A veces se ha dicho que no fue la espiritualidad de un monje trapense, porque no llegó a serlo. ¡Bien! Pero ¿es que acaso hay una santidad cisterciense, jesuítica o franciscana? No hay más que una santidad, que es la de Dios y de Cristo, enviado del Padre. Lo demás son instrumentos, son estilos, son medios, son tradiciones, son comprobaciones nacidas de la experiencia de la Iglesia-Madre, que educa a sus hijos.

Aquí el Hermano Rafael encontró un estilo y lo buscaba. Se sintió atraído desde el primer momento que vino aquí, y aún antes, cuando todavía no había pensado en llamar al P. Abad para pedirle la admisión.

Estaba ya como sintiendo dentro de sí el murmullo de un eco interior. Vino por fin aquí, y aquí entró. Y aquí unió su pobre voz a la de vuestro concierto sinfónico, la sinfonía de la tradición de vuestros Santos, de vuestro amor a María Santísima, de la liturgia de las horas, de la Eucaristía, del silencio, de la plegaria continuada, del trabajo fecundo en la madre tierra.

Todo esto lo percibió él, fueron aguas que regaron su alma. Decir que no es representativo, porque no llegó a la profesión en la vida de monje a la que tuvo que renunciar, es supeditar la fragancia del espíritu a la sequedad de la estructura canónica.

No; aquí había un florecimiento de vida y, junto a ese jardín, él se acercó e hizo que brotase su propia flor.

Dejadle que siga cantando y que se escuche su voz en muchos sitios por muy lejanos que estén. La Iglesia y el mundo lo necesitamos imperiosamente. Y él, consumido en tan breve tiempo, sigue con su sonrisa, ofreciendo todo cuanto quiso ofrecer, ahora por medio de nosotros.

¡Es siempre la comunión de los santos que se da ya en esta vida!

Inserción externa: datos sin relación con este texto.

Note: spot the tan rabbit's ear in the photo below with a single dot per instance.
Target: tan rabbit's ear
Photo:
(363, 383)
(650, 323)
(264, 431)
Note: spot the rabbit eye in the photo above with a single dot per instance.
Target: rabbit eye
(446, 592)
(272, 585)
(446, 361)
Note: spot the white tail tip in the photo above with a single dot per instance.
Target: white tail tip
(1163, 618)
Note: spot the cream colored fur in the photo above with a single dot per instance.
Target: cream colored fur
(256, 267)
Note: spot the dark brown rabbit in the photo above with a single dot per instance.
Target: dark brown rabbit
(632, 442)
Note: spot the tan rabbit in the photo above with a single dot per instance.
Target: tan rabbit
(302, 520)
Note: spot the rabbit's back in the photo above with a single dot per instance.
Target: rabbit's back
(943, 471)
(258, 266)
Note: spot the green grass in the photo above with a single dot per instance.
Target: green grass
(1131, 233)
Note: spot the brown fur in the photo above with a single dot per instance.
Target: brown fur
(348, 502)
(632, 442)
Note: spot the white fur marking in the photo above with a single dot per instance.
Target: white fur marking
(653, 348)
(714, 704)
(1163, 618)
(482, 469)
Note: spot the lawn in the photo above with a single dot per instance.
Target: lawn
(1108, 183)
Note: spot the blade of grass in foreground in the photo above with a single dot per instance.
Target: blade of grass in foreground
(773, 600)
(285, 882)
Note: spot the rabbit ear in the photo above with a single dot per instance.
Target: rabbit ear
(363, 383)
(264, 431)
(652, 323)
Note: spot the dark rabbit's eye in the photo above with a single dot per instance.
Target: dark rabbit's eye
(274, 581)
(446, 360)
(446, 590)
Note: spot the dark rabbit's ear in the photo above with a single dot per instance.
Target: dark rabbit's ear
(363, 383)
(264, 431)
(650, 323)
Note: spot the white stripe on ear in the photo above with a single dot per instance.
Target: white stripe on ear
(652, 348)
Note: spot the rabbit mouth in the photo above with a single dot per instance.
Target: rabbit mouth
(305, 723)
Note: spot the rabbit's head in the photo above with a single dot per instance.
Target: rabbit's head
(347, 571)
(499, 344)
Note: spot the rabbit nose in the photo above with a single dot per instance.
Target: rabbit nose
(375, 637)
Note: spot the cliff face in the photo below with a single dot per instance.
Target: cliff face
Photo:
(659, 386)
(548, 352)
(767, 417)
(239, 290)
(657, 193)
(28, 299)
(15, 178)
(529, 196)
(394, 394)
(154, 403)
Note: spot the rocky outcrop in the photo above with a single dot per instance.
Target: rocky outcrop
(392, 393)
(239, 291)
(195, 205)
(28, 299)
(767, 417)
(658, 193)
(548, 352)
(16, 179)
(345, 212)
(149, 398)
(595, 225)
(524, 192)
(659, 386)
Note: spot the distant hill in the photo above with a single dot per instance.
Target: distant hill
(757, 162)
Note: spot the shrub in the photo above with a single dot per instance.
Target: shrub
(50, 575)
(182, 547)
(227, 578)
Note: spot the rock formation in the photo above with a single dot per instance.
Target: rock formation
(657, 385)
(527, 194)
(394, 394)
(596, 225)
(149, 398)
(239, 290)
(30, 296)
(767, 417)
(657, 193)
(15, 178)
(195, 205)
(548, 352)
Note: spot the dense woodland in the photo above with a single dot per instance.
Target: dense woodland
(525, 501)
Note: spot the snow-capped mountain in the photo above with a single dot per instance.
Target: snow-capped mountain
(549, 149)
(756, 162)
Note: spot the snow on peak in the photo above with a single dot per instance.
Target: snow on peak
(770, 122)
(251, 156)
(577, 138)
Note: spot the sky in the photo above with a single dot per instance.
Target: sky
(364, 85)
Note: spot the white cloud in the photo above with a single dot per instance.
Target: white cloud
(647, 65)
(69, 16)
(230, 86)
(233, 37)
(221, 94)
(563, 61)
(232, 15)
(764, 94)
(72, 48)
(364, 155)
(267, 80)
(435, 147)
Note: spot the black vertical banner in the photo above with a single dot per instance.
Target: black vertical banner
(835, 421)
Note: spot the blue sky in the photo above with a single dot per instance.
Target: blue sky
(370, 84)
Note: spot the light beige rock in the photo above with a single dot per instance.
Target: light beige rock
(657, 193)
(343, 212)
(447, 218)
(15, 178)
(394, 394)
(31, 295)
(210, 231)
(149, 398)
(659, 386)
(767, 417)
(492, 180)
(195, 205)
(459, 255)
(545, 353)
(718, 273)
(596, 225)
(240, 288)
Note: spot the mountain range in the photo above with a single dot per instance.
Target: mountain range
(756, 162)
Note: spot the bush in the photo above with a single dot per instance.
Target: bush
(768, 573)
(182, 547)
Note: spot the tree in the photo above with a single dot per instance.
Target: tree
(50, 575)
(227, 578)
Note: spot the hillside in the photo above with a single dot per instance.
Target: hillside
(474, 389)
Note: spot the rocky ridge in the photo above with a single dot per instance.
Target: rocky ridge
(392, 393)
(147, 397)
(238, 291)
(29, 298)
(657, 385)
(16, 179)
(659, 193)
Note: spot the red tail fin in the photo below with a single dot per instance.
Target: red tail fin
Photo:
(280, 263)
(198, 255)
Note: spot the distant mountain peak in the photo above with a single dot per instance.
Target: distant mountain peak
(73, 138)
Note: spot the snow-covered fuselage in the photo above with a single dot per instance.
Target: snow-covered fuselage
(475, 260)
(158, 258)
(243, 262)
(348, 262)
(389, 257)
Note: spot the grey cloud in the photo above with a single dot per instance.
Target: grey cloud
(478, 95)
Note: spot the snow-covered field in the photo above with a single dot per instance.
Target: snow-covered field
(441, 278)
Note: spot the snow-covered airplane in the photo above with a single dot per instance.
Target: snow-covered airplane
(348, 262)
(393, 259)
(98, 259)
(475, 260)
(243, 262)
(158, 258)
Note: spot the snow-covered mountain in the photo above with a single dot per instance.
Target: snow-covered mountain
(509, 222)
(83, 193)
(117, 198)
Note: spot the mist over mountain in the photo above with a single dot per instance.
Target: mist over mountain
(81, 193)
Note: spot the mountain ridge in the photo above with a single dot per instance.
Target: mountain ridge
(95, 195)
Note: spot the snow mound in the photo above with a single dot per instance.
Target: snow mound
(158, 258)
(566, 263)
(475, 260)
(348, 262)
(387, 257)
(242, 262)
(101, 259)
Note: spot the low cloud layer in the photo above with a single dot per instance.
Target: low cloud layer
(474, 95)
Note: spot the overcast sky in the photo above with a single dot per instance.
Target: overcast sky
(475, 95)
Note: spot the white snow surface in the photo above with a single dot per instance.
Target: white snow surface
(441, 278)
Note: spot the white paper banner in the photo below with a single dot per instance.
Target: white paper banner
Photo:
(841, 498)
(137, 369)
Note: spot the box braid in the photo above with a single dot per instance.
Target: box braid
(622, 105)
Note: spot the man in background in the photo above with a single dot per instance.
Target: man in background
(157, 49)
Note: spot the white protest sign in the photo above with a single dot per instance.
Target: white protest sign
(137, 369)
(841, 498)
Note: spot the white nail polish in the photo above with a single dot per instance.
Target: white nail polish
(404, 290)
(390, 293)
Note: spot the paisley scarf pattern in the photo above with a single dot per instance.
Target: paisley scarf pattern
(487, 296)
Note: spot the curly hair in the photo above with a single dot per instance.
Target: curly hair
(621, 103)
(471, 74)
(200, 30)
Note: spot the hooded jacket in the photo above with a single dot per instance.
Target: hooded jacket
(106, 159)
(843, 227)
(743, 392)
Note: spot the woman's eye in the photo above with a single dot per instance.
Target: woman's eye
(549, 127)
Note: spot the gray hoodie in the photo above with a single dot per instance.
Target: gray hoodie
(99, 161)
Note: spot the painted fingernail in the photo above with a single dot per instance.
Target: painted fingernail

Enhorabuena a todos, Abadía de San Isidro de Dueñas (Venta de Baños), en la que he rezado tantas veces; monjes, novicios, otra vez en número floreciente aquí; hermanos, familiares de aquel de quien hablamos con tan merecidos elogios. Dispongámonos ahora a unir nuestra oración en el altar de la misa, pidiendo al Señor que por medio del Hermano Rafael sigan descendiendo sobre el mundo, sobre nuestra Patria España, sobre todos estos lugares, las gracias que él, con su intercesión, puede merecernos. Así sea.

1 Cf. Texto original del H. Rafael: carta (187) 966-67, del 1 de noviembre de 1937.

2 Cf. ibíd.: carta 99-389, del 22 de noviembre de 1935.

3 Ibíd.

4 Ibíd.: MC (160)-764, del 11 de diciembre de 1936.